かたりべ
 
 書くことと語り伝えることと、どちらがより精確にものを伝えるかという問いに、語りべたちは躊躇なくこたえるだろう。語り伝えることのほうが、遙かに事の本質や、登場人物の複雑で屈折した心理状態をきめ細やかに伝えることができると。
 
 語りべたちの自信は、彼らの驚異的な記憶力に依るが、勿論それだけではない。語り伝えの中に現れる神々や人々への畏怖と崇拝の念、思い入れと親近感、語り伝えることの使命感と責任感に裏打ちされているのである。
 
 そして忘れてならないのは、文字に対する彼らの根強い不信感であろう。文字を書くという行為になれてしまうと、かえって忘れっぽくなることに彼らは気づいていた。忘れても、書いたものをみればわかるなどと人は言う。書いたつもりで書かなかったこと、つい面倒になって書かなかったことを、時間がたっても鮮明におぼえていられるだろうか。
 
 文字は便利であるが、物事を精確に伝えるという点で少なからぬ弊害のあることを彼らは知っていた。語りべの語る口調、抑揚、躍動感、静と動、明と暗、喜怒哀楽、あせり、おそれ、もどかしさ、意外性…。
 
 五感を駆使し、身体全体からほとばしり出る言霊による表現法が、文字に劣るなどと誰がいえよう。それら言霊は語りべから語りべへと、時空を超えて語り継がれ、受け継がれていった。
 
 語りべが精魂こめて伝えようとするさま、その類いまれな気迫と集中力は、聞くものに切々と響き、うち寄せ、せめぎあい、ついには怒濤のごとく相手を飲みこんだであろう。
 
 語りべが自らの矜持(きょうじ)を保っていく最良の道は、語りの内容を一言一句たがえず後世に伝えることである。
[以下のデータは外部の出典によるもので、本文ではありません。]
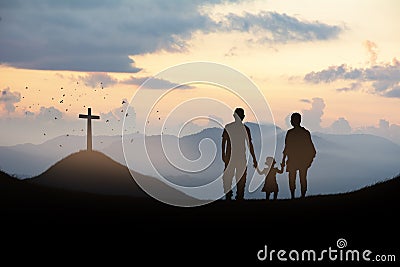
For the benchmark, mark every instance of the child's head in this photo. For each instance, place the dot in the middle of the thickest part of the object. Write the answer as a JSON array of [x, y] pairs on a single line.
[[270, 161]]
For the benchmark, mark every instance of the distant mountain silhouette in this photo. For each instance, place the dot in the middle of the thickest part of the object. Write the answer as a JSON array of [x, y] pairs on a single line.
[[94, 172], [98, 224], [343, 163]]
文章になると、大切なくだりが省かれたり、不必要なことが書き足されたりする。かてて加えて、語りべ独特の節回しや口調も、その語り口によって生命の息吹をはなっていた神々や人間も、みんな何処かへ消え去っていく。後日譚としての蘊蓄や講釈がのこったところで何になろう。
 
 人間が文字をたよるようになって以来、あれほど生き生きしていた神話の登場人物は、途端に精彩を失っていった。語りべから語りべへと受け継がれてきた言霊はすみの方へ押しやられ、次第に輝きをなくし、言霊ということばだけがのこったのである。